Friday, 10 July 2015

0xCA

In the last post I described a numerical value: 0xA8, which was used in the this post but I didn't explain it - the last post cleared this (I hope). Now if you read the post you will see another value used: 0xCA, again not explained so I want to use this post to explain the meaning of this value and where it comes from.

some hints

As in the last post I did all my tests here with MariaDB, the code-examples presented here are taken from the source-code of MariaDB 10.0.10, but the explanations should also be valid for MySQL.

Please do not generalize the results presented here. A lot of the data on this post depends on the data in the tables, and this is my data. If you do your own tests don't expect to see the same numbers (like the values 0xA8 in JOIN_TAB->const_keys).

usage

Where is the value 0xCA used? Let's simply look into the code:
/**
  Find shortest key suitable for full table scan.
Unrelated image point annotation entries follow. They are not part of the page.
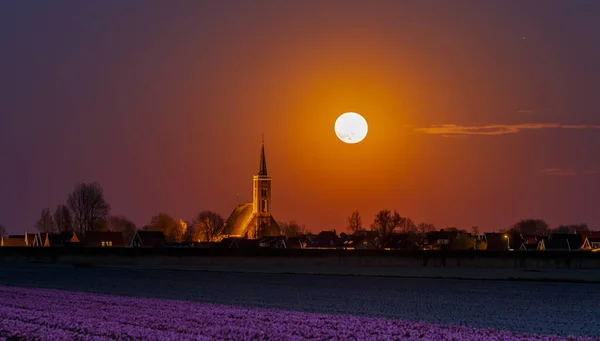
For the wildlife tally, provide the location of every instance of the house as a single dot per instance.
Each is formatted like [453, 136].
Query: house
[238, 243]
[104, 239]
[575, 241]
[14, 240]
[277, 242]
[440, 240]
[594, 243]
[555, 244]
[532, 246]
[148, 239]
[358, 243]
[57, 239]
[496, 241]
[296, 242]
[254, 220]
[33, 239]
[401, 241]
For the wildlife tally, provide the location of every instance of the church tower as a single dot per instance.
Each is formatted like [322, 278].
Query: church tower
[253, 220]
[261, 197]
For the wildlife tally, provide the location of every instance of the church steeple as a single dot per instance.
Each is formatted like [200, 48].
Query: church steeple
[263, 162]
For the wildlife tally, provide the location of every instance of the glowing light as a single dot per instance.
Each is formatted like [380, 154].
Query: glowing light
[351, 127]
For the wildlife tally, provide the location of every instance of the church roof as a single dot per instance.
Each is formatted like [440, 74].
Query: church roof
[236, 224]
[263, 162]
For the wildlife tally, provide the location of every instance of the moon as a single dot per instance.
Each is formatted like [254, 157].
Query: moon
[351, 128]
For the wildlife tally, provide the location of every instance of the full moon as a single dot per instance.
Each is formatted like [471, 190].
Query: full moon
[350, 127]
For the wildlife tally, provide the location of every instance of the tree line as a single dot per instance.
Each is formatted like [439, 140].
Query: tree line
[86, 210]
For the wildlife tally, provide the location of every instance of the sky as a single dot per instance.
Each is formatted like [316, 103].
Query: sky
[480, 113]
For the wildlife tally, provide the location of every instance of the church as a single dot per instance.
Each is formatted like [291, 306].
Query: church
[254, 220]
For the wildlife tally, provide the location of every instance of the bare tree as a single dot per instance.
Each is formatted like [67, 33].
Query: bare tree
[88, 206]
[45, 223]
[291, 228]
[355, 222]
[571, 228]
[63, 220]
[425, 228]
[166, 224]
[385, 222]
[123, 225]
[208, 225]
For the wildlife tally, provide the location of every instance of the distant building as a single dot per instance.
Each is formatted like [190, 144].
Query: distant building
[148, 239]
[254, 220]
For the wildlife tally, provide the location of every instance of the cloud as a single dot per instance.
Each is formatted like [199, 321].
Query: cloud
[497, 129]
[559, 171]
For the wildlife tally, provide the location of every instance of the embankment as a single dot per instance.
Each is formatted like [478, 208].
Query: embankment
[551, 266]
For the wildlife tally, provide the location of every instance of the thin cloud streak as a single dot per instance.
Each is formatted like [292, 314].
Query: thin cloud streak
[497, 129]
[559, 172]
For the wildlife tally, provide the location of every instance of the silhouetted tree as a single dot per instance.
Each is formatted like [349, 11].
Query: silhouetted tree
[406, 225]
[425, 228]
[208, 225]
[571, 228]
[463, 242]
[355, 222]
[481, 245]
[123, 225]
[166, 224]
[45, 223]
[63, 220]
[385, 222]
[88, 206]
[530, 227]
[291, 228]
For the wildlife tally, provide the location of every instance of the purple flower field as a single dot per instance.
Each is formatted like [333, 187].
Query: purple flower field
[42, 314]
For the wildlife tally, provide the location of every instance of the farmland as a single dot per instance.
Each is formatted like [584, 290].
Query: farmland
[522, 307]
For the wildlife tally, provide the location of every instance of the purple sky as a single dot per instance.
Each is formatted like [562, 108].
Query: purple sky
[164, 102]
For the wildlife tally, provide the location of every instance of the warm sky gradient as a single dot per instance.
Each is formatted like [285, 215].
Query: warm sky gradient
[480, 112]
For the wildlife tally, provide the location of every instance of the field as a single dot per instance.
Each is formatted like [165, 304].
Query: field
[516, 307]
[44, 314]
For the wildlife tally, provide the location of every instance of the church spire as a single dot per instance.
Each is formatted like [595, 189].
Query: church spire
[263, 162]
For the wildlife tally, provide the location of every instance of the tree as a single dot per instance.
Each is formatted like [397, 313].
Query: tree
[385, 222]
[165, 224]
[406, 225]
[531, 227]
[208, 225]
[571, 228]
[291, 228]
[355, 222]
[425, 228]
[481, 245]
[88, 206]
[63, 220]
[463, 242]
[123, 225]
[45, 223]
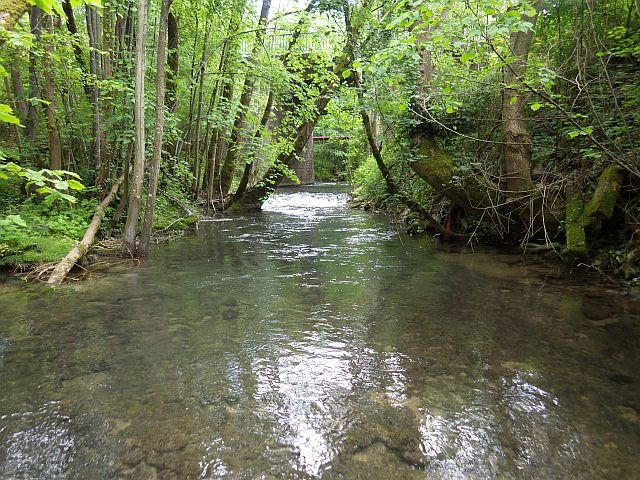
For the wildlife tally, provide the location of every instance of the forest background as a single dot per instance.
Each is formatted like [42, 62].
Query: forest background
[480, 121]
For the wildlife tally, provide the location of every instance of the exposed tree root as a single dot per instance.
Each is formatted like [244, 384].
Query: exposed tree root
[67, 263]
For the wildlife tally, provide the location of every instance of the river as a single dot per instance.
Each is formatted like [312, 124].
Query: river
[314, 341]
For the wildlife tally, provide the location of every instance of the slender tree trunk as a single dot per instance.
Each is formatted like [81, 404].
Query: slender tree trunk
[145, 237]
[517, 143]
[18, 92]
[173, 62]
[11, 11]
[229, 167]
[73, 30]
[250, 166]
[95, 66]
[133, 210]
[55, 145]
[14, 105]
[35, 21]
[196, 143]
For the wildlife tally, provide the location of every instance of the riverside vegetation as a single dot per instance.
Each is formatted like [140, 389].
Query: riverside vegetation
[484, 121]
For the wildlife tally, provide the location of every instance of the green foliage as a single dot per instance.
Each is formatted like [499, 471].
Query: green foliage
[53, 185]
[35, 233]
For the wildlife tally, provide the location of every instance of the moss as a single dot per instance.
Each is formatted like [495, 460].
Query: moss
[435, 167]
[574, 229]
[11, 11]
[606, 194]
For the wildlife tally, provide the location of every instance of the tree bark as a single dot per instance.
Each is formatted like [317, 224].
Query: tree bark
[31, 124]
[173, 62]
[95, 68]
[73, 30]
[67, 263]
[133, 210]
[229, 167]
[517, 143]
[11, 11]
[55, 145]
[145, 237]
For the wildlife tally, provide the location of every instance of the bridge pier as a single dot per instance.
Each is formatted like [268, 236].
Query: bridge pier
[304, 166]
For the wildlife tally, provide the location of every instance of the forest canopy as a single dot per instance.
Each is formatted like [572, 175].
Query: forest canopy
[489, 120]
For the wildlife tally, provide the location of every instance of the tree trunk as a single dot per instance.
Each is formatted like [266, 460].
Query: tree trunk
[145, 237]
[255, 197]
[73, 30]
[31, 124]
[77, 252]
[173, 62]
[229, 167]
[517, 143]
[95, 68]
[11, 11]
[196, 149]
[55, 145]
[18, 92]
[14, 104]
[133, 210]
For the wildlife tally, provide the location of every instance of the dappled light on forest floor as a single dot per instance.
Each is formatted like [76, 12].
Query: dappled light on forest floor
[313, 341]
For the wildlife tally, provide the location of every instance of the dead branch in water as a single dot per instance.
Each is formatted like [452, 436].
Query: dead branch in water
[77, 252]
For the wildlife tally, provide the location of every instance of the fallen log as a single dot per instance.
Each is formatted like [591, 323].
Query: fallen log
[67, 263]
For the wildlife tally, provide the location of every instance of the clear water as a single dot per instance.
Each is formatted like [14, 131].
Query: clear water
[313, 341]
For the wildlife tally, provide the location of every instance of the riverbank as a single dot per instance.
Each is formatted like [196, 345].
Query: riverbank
[311, 340]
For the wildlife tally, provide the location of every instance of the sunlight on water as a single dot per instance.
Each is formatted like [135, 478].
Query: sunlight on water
[305, 205]
[311, 341]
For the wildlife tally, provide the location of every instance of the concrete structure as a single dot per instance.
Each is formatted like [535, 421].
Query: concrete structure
[304, 168]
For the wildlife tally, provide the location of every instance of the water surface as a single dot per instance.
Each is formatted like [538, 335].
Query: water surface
[313, 341]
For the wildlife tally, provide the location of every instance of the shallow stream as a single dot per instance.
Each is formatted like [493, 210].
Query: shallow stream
[314, 341]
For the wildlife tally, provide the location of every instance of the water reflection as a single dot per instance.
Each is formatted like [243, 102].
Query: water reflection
[308, 341]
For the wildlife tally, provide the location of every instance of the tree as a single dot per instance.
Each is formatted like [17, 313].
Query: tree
[145, 237]
[135, 194]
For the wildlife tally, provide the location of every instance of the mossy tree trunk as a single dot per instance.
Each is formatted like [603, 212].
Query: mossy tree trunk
[517, 143]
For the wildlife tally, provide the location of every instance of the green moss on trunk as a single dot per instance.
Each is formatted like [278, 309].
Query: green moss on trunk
[11, 11]
[575, 220]
[605, 197]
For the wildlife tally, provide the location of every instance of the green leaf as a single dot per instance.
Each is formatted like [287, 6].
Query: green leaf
[573, 133]
[467, 56]
[17, 219]
[60, 185]
[75, 185]
[6, 115]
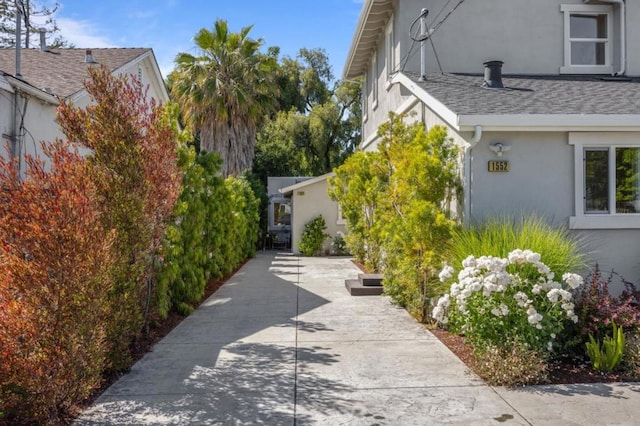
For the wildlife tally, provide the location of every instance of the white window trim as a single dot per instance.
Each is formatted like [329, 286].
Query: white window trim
[568, 68]
[390, 50]
[365, 98]
[341, 220]
[374, 81]
[580, 141]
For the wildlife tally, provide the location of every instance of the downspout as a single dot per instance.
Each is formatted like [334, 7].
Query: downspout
[467, 173]
[623, 35]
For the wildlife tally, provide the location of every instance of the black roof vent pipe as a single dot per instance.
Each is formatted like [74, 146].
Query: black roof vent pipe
[493, 75]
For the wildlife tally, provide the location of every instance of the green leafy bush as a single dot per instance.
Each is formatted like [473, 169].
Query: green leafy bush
[513, 363]
[313, 237]
[499, 236]
[339, 246]
[214, 230]
[606, 356]
[516, 298]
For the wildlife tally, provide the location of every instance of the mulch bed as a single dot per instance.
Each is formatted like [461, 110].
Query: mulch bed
[561, 372]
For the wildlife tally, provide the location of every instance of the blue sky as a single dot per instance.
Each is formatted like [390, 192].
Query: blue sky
[168, 26]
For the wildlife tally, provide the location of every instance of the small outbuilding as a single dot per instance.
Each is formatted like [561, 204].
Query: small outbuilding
[309, 199]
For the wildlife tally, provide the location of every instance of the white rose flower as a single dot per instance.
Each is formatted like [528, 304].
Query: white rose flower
[573, 280]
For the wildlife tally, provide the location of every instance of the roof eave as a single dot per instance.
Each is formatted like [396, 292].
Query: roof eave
[289, 189]
[521, 122]
[370, 21]
[27, 88]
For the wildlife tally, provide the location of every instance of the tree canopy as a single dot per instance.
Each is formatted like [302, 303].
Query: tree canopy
[225, 92]
[318, 123]
[36, 17]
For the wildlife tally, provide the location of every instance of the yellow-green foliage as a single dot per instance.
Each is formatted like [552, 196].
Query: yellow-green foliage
[417, 225]
[605, 357]
[215, 229]
[396, 204]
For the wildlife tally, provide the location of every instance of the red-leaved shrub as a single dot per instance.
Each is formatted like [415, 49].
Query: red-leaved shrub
[55, 256]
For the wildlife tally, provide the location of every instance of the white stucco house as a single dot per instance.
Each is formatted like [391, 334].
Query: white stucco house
[31, 93]
[309, 199]
[555, 130]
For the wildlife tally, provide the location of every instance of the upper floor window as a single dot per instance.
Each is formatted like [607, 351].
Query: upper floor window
[374, 80]
[365, 88]
[587, 39]
[607, 180]
[390, 49]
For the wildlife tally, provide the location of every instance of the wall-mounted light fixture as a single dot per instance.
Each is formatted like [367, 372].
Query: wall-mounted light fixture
[499, 148]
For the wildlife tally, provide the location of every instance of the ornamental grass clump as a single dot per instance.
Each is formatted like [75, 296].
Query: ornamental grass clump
[497, 300]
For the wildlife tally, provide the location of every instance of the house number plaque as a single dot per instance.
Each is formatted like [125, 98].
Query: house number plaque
[498, 166]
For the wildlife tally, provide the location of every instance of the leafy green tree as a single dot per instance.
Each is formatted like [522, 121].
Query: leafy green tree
[318, 125]
[133, 163]
[359, 186]
[225, 93]
[30, 31]
[397, 204]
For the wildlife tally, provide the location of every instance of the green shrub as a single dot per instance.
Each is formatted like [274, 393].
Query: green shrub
[215, 229]
[606, 356]
[513, 363]
[630, 362]
[339, 246]
[499, 236]
[515, 298]
[313, 237]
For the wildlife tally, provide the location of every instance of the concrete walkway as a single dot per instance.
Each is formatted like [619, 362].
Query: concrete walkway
[283, 343]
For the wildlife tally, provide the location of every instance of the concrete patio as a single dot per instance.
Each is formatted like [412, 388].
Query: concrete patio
[283, 343]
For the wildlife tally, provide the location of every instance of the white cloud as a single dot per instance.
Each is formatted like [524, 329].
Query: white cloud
[82, 33]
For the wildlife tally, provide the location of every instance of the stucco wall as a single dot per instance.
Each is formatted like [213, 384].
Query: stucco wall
[309, 202]
[527, 35]
[39, 119]
[541, 180]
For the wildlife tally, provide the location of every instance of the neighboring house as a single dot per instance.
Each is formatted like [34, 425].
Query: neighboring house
[279, 226]
[28, 101]
[561, 138]
[310, 199]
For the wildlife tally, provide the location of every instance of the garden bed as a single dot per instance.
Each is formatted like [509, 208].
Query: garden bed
[560, 372]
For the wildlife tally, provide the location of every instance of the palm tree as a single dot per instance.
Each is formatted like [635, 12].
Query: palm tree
[225, 92]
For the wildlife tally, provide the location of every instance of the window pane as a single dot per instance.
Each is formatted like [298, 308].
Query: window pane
[588, 53]
[596, 172]
[627, 180]
[281, 213]
[588, 26]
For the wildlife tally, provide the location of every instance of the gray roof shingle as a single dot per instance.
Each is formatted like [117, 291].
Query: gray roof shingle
[63, 71]
[584, 95]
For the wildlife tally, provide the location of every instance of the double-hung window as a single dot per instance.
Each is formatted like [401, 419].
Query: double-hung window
[607, 180]
[374, 81]
[588, 36]
[390, 49]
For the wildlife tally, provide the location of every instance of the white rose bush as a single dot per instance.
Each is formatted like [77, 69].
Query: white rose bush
[497, 300]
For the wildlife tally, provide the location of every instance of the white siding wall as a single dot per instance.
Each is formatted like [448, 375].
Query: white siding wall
[315, 201]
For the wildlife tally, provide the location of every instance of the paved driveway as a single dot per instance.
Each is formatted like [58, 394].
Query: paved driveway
[282, 342]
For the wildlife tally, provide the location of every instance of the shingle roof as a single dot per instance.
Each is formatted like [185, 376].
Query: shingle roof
[63, 71]
[463, 94]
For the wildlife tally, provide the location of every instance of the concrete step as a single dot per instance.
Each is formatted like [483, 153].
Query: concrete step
[356, 288]
[371, 279]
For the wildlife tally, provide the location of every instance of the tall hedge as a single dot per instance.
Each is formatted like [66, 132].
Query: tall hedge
[215, 228]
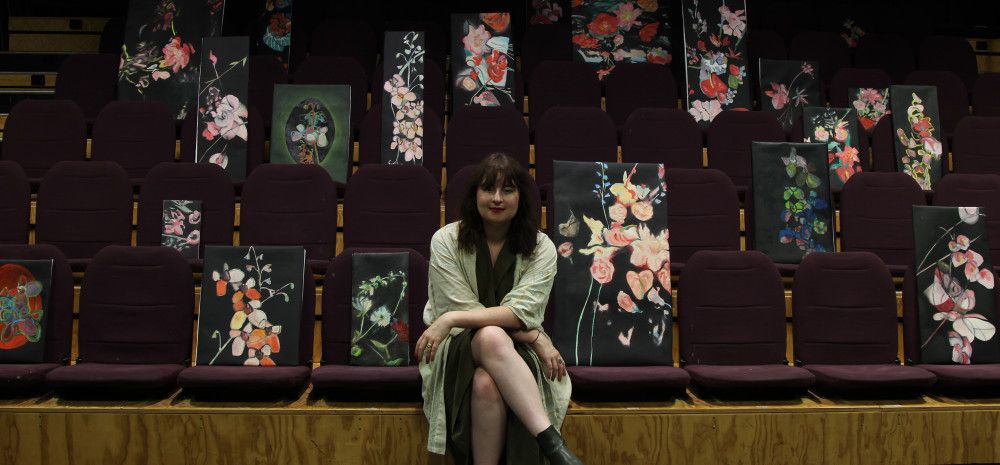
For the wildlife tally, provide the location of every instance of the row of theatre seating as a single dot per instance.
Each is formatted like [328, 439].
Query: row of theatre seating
[137, 306]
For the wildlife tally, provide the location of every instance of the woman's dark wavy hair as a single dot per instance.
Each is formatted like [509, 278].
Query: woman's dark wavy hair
[522, 235]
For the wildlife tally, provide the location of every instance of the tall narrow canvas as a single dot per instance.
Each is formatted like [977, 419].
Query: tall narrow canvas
[838, 129]
[160, 56]
[403, 98]
[24, 305]
[223, 87]
[182, 220]
[251, 306]
[786, 87]
[871, 105]
[482, 60]
[380, 312]
[310, 125]
[275, 30]
[715, 54]
[916, 123]
[954, 282]
[792, 214]
[607, 33]
[612, 290]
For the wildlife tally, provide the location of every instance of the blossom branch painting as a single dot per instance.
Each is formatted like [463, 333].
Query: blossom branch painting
[955, 281]
[715, 57]
[403, 102]
[251, 311]
[613, 290]
[380, 323]
[159, 60]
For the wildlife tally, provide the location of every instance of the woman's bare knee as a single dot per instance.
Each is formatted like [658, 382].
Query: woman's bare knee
[484, 389]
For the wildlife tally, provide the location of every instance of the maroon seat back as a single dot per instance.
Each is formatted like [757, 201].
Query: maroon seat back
[974, 190]
[90, 80]
[83, 207]
[638, 85]
[573, 134]
[704, 212]
[187, 181]
[134, 134]
[392, 206]
[136, 306]
[40, 133]
[662, 135]
[876, 215]
[290, 205]
[475, 132]
[889, 52]
[832, 326]
[432, 141]
[59, 322]
[732, 310]
[15, 203]
[729, 138]
[337, 302]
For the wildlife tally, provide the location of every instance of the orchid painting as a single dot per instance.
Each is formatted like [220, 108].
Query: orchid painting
[380, 323]
[613, 290]
[250, 311]
[715, 56]
[159, 59]
[608, 32]
[954, 280]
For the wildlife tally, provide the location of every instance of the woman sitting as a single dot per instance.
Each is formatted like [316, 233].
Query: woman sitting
[484, 350]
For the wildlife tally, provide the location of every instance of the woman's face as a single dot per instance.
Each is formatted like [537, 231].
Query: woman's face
[497, 204]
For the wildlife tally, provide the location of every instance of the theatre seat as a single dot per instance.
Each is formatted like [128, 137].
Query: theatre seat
[336, 377]
[848, 339]
[136, 308]
[732, 326]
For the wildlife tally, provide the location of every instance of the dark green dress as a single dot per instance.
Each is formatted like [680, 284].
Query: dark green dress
[494, 282]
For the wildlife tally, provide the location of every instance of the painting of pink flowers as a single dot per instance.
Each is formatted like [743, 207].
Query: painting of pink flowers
[182, 226]
[162, 50]
[715, 57]
[915, 121]
[613, 292]
[483, 60]
[606, 33]
[954, 282]
[223, 115]
[250, 312]
[403, 98]
[787, 86]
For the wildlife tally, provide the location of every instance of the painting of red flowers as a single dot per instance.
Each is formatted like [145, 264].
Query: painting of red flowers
[612, 292]
[483, 60]
[161, 53]
[606, 33]
[380, 310]
[954, 283]
[714, 57]
[250, 311]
  @param table                 Table to scan
  @param usable_keys           Allowed keys

  @return
    MAX_KEY     no suitable key found
    key index   otherwise
*/

uint find_shortest_key(TABLE *table, const key_map *usable_keys)
{
  double min_cost= DBL_MAX;
  uint best= MAX_KEY;
  if (!usable_keys->is_clear_all())
  {
    for (uint nr=0; nr < table->s->keys ; nr++)
    {
      if (usable_keys->is_set(nr))
      {
        double cost= table->file->keyread_time(nr, 1, table->file->records());
        if (cost < min_cost)
        {
          min_cost= cost;
          best=nr;
        }
      }
    }
  }
  return best;
}
As you can see it looks for the (estimated) fastest way to do a full table-scan using an index. For finding the best way it iterates on all indexes defined for a table and the parameter usable_keys with the value 0xCA tells the code which index contains usable information and therefore costs should be calculated.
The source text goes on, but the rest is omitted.